Hacker News new | ask | show | jobs
by logarhythm 1548 days ago
Your understanding of Polylith is essentially correct. It is a combination of existing ideas, such as monorepos, convention, components, interfaces, encapsulation, and static code analysis. However, I'd argue that what emerged in Polylith from those ingredients was more than the sum of its parts - due to how those particular concepts resonate with each other.

For example, because of the forced conventions, it's trivial for the Polylith Tool to perform static code analysis on a Polylith codebase. This means that the tool can identify the subset of tests to run, based on the components that have changed since the last run. Which leads to a fast-feedback loop, and encourages both good testing practices and fine-grained component modularity.

Polylith gives you a system-level architectural building block; the component, which encourages a modular design and separation of concerns. However, you're right that it's still possible to create spaghetti code with Polylith. All it would take is poorly designed components, with bad names, multiple reasons to change, and exposing their state everywhere.
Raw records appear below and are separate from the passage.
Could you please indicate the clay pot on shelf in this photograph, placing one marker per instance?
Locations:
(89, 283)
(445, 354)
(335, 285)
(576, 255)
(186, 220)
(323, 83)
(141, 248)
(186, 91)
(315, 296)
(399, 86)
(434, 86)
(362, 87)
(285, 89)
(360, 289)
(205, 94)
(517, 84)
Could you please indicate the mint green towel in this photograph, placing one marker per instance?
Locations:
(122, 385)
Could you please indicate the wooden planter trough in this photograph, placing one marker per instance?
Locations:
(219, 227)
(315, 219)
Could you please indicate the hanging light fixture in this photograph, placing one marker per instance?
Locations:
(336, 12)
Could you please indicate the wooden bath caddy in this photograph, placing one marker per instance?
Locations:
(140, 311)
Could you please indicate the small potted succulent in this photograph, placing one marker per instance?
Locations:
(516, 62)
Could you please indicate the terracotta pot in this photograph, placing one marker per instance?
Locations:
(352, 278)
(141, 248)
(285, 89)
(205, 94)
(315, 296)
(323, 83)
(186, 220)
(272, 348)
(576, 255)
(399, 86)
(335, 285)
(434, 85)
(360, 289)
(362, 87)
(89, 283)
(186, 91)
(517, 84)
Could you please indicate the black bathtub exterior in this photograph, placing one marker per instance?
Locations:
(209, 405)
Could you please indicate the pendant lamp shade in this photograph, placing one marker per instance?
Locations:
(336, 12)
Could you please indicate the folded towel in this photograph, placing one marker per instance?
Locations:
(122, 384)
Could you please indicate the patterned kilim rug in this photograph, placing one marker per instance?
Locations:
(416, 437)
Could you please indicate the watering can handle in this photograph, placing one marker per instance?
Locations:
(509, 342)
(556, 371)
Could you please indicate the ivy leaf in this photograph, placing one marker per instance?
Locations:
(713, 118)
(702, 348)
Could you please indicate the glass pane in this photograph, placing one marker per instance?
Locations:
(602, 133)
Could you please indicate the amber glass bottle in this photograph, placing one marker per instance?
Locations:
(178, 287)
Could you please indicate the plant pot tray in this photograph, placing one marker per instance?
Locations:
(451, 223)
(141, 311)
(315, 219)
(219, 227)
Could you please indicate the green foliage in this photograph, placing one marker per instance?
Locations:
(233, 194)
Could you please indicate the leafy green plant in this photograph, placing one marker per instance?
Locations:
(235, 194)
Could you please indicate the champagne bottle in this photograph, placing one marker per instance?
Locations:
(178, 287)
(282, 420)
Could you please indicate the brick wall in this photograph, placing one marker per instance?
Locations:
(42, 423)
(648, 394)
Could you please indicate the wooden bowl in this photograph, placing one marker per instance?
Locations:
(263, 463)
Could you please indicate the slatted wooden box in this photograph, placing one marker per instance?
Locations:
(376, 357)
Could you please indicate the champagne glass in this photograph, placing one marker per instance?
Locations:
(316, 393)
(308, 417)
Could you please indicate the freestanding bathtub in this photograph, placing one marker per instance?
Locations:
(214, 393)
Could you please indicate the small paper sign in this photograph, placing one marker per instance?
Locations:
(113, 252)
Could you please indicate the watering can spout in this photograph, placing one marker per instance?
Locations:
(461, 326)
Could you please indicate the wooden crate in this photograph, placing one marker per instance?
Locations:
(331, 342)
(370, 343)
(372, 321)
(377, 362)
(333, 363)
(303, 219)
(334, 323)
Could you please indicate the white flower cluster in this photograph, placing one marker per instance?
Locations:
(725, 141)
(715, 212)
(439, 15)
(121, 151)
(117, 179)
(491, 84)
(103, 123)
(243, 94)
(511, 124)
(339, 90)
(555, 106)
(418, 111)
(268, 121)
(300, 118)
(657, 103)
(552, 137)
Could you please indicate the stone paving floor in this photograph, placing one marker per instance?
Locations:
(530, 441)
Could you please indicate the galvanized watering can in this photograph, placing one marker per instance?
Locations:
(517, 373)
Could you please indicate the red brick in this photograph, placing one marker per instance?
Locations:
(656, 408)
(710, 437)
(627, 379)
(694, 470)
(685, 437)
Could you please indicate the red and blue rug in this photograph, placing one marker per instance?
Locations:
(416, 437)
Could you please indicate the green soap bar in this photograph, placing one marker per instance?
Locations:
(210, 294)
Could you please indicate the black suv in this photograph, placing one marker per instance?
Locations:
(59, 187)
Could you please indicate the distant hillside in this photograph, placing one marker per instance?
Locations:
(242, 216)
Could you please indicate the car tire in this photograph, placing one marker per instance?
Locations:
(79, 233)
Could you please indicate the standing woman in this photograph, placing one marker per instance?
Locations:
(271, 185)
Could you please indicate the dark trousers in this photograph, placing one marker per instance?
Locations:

However, I'd argue that when you give someone a well designed tool (like Polylith), then they're more likely to craft a well designed product with it.

To understand how builds and deployments work with Polylith, I'd recommend reading the "Workflow" section in the Polylith Tool's documentation: https://polylith.gitbook.io/poly/workflow/shell (especially "Build", "Git", "Continuous Integration", and "Testing").

2 comments

It feels like what you're going to get out of using it is basically a set of conventions, best practices, rules and tooling support that make doing the right thing (for some specific opinions of right, but I think I share enough of the opinions to leave it at that caveat) the natural and obvious thing to do.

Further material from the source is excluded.